LOS ANGELES (CNS) - The chief of the Los Angeles Fire Department is promising that every fire station in the city will work to identify businesses similar to the vaping and cannabis supplies wholesaler that went up in flames Saturday night in an incident that injured a dozen firefighters, in an attempt to ensure they are storing dangerous materials safely.
"Those types of businesses pose a threat to the people who work there, the public that goes there, and firefighters if they have to respond there," Chief Ralph Terrazas said Tuesday, according to the Los Angeles Times.
Fire stations will identify which businesses store volatile chemicals and ensure that they are stored properly, the chief said. Those businesses are required to display a diamond placard alerting emergency personnel that potentially flammable and hazardous materials are inside.
Smoke Tokes -- the site of Saturday's fire -- did not have such a placard, the chief said. Attempts to contact the owner of Smoke Tokes for comment were unsuccessful.
Eleven firefighters were initially hospitalized with burn injuries after a "massive fireball" engulfed them during the explosion. Seven have been released.
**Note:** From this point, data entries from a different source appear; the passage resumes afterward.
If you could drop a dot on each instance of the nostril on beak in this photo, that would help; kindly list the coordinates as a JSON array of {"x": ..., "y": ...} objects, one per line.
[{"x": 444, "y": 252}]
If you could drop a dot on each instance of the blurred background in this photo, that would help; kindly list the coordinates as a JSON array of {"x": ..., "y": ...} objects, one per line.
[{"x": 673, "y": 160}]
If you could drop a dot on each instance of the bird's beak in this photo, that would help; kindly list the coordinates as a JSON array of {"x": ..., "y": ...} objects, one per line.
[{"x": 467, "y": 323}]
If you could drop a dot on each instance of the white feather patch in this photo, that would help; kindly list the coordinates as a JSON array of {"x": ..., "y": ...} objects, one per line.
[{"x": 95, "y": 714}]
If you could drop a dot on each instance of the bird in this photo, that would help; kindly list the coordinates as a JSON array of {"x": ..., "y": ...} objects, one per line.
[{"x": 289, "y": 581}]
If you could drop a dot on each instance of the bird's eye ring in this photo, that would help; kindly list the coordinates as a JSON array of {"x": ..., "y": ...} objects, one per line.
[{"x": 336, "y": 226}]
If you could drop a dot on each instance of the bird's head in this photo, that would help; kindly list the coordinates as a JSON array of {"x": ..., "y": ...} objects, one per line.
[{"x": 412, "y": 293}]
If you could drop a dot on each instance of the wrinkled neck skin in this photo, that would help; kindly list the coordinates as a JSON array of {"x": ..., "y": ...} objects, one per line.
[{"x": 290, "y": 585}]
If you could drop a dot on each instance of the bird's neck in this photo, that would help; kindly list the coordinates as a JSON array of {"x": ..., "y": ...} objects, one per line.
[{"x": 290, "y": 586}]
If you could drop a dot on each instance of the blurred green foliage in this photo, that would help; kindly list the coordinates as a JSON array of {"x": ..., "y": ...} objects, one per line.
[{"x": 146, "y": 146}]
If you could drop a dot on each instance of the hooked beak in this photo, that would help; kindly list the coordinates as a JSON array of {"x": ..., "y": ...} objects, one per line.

The blast occurred about 6:30 p.m. Saturday while firefighters responded to the initial call of a fire in a single-story building at 327 Boyd St., between East Third and Fourth streets, housing Smoke Tokes Warehouse Distributor, "a supplier for those who make butane honey oil," according to LAFD Capt. Erik Scott.
Firefighters had begun an offensive battle inside the building when there was an explosion and multiple buildings became involved, Scott said.
Carbon dioxide and butane canisters were found inside the building but it is unknown if they contributed to the explosion, LAFD spokesman Nicholas Prange told City News Service.
On Tuesday, City Councilwoman Monica Rodriguez introduced a motion to have the city review its enforcement of the safe handling of combustible materials.
"My prayers are with these injured firefighters and their colleagues that were deployed to the Boyd Street incident. I wish all a full recovery," said Rodriguez, who is also the chair of the council's Public Safety Committee. "As we've seen with this tragic event and other similar incidents across the nation, the improper storage and use of highly flammable chemicals present a grave danger to our community and we must enhance safety protocols to prevent these incidents from happening again."
Rodriguez's motion would direct the Los Angeles fire and police departments, the city attorney and the department of building and safety to review the city's investigative and enforcement efforts of hazardous combustible material and provide recommendations to prevent injurious incidents.